Le 27 août 2020, B. a saisi le tribunal d’une demande tendant à réduire l’entretien qu’il verse en faveur de sa fille à compter du 1er septembre 2020, demande qui a été rejetée.
B. a recouru contre cette décision auprès de la Cour suprême du canton de Zurich, puis auprès du Tribunal fédéral.
B. Le droit
3.
3.1
Le litige porte uniquement sur le montant de la contribution d’entretien que B. doit verser à sa fille D.

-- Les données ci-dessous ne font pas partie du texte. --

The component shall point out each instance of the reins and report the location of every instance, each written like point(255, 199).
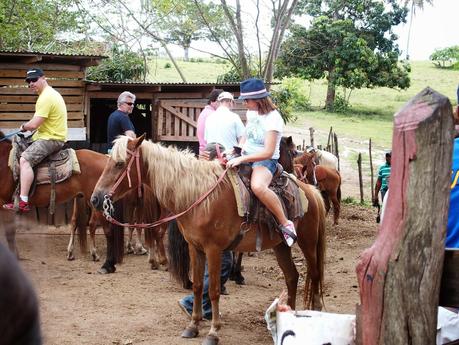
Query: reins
point(108, 204)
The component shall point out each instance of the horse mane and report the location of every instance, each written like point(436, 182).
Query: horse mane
point(177, 177)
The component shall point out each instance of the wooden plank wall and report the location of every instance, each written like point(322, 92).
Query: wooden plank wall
point(17, 101)
point(177, 119)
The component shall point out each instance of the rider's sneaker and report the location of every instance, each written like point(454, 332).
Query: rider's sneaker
point(22, 206)
point(289, 233)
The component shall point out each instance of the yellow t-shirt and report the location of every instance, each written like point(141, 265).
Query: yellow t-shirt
point(51, 106)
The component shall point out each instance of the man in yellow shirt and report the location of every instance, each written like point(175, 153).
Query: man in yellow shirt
point(50, 123)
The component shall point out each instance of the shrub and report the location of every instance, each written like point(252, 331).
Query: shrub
point(123, 65)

Le Tribunal fédéral rappelle en premier lieu que les conditions et la compétence matérielle pour la modification d’un jugement de divorce sont régies par les art. 124e al. 2, 129 et 134 CC, conformément à l’art. 284 al. 1 CPC.
L’examen d’une éventuelle adaptation de l’entretien de l’enfant fixé dans un jugement de divorce en cas de modification importante de la situation se fait pour sa part à l’aune de l’art. 286 al. 2 CC, par renvoi de l’art. 134 al. 2 CC1.
Les juges fédéraux constatent ainsi que le recourant a reproché à juste titre à la Cour suprême du canton de Zurich d’avoir violé le droit fédéral en examinant l’adaptation litigieuse des contributions d’entretien pour enfant sur la base de l’art. 129 CC.
3.2
Selon l’art. 286 al. 2 CC, si la situation change notablement, le juge modifie ou supprime la contribution d’entretien à la demande de l’un des parents ou de l’enfant. Cette disposition suppose que la situation se soit modifiée ultérieurement de manière importante et durable.
Le Tribunal fédéral rappelle qu’une action en modification vise uniquement à adapter un jugement définitif – erroné ou non – à des circonstances qui ont changé2. Toutes les circonstances qui ont un impact sur le calcul de la contribution d’entretien entrent en ligne de compte pour évaluer l’existence d’une modification3. Sont notamment visés les changements dans l’activité professionnelle (prise ou au contraire perte d’emploi) ou la situation de logement de l’un des parents (remise en ménage avec un nouveau partenaire par exemple)4.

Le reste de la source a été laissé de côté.